Benchmark summaries are intentionally separate from release-readiness verdicts. They are useful for lab comparison and regression detection, but they should only be compared when the corpus selection, timeout, and iteration signature match exactly. Release evidence manifests are intentionally separate from both of those reports: they record exactly which files backed a candidate release so later reviewers can hash and verify the same material.
The authoritative upstream BIP352 send-and-receive vectors are vendored under tests/vectors/bip352/official/ with a pinned manifest. The matching upstream reference bundle is vendored alongside them and checked by SHA256 before oracle execution. A derived sender-side subset that fits the current SP-DIFFER v1 case format lives under tests/vectors/bip352/derived/v1/. The full official send/receive surface encoded as SP-DIFFER v2 cases lives under tests/vectors/bip352/derived/v2/, and ../spec/SEMANTIC_ADAPTER.md defines the stable request/response bridge used to drive real implementations against that corpus.
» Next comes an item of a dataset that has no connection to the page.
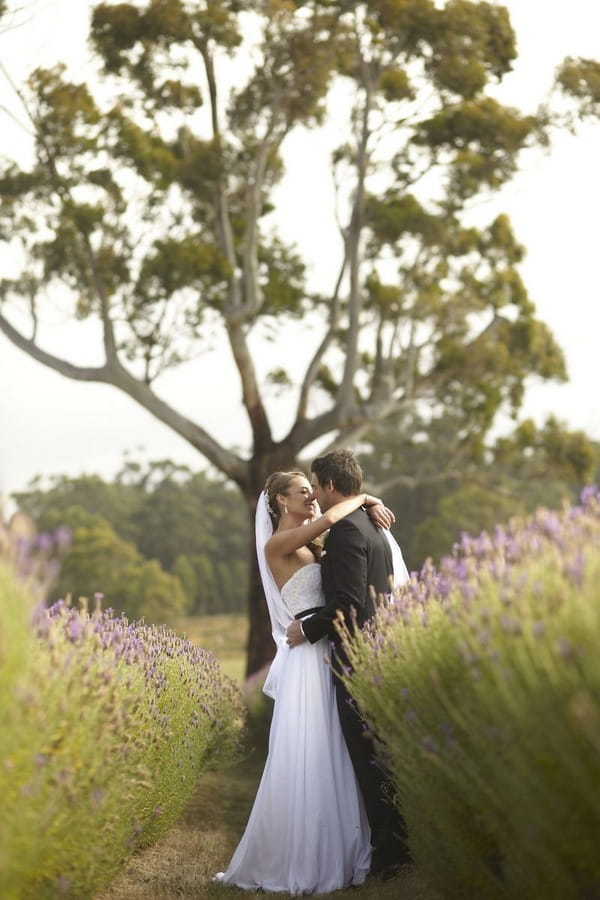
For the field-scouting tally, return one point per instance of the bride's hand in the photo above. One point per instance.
(381, 515)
The vendored current semantic corpus is executed through both the semantic adapter layer and the compiled semantic worker ABI. The compiled runner and compare binaries preserve the original v1 byte-worker ABI and also dispatch v2 cases through the semantic bridge and semantic worker ABI. The compare path is expectation-aware: official sender cases with multiple accepted output sets and count-only receive cases do not produce false VALID_MISMATCH reports, while shared semantic failures surface as BOTH_ORACLE_MISMATCH. The repo also tracks promoted semantic regressions under tests/regressions/semantic/; that suite now supports exact request-backed reproducers, adapter-scoped retained cases, explicit observed_actual entries for known upstream divergences that should flip red once the affected adapter changes behavior, and general oracle-expected edge cases that coexist with adapter-scoped retained divergences. The repo also ships a deterministic semantic-worker fuzz corpus, replayable local fuzz runners for compiled workers and command adapters, automatic reducers that shrink structured failures before promotion, a heuristic semantic-path introspection report for corpus blind spots, a separate tracked semantic error-surface suite for reserved statuses that do not belong in the valid corpus, CI workflows that preserve replay bundles as tarred artifacts, a longer deterministic local fuzz matrix across the SPDK, silent-payments, bip352, and go-bip352 worker surfaces plus the current command-adapter set, an opt-in experimental Bitcoin Core command adapter backed by a local helper build, and the local sp-differ readiness/reporting CLI. The canonical release gate still excludes the experimental Bitcoin Core evidence and includes the bdk-sp semantic adapter plus its regression replay surface. See ./CASE_FORMAT_V2.md, ./SEMANTIC_WORKER_INTERFACE.md, ../spec/SEMANTIC_ADAPTER.md, and ../spec/SEMANTIC_CONTRACT.md for the current state.
A mismatch is a failure unless explicitly classified as a serialization or normalization difference that does not change semantics. The classification is recorded in the report, semantic adapter failures can emit replayable per-case artifacts under build/, semantic adapter and semantic worker fuzz failures now emit reduced replay bundles under minimized/, CI packages those outputs as tar archives for upload, and structured bundles can be promoted into the tracked regression suite with scripts/intake_semantic_regressions.py.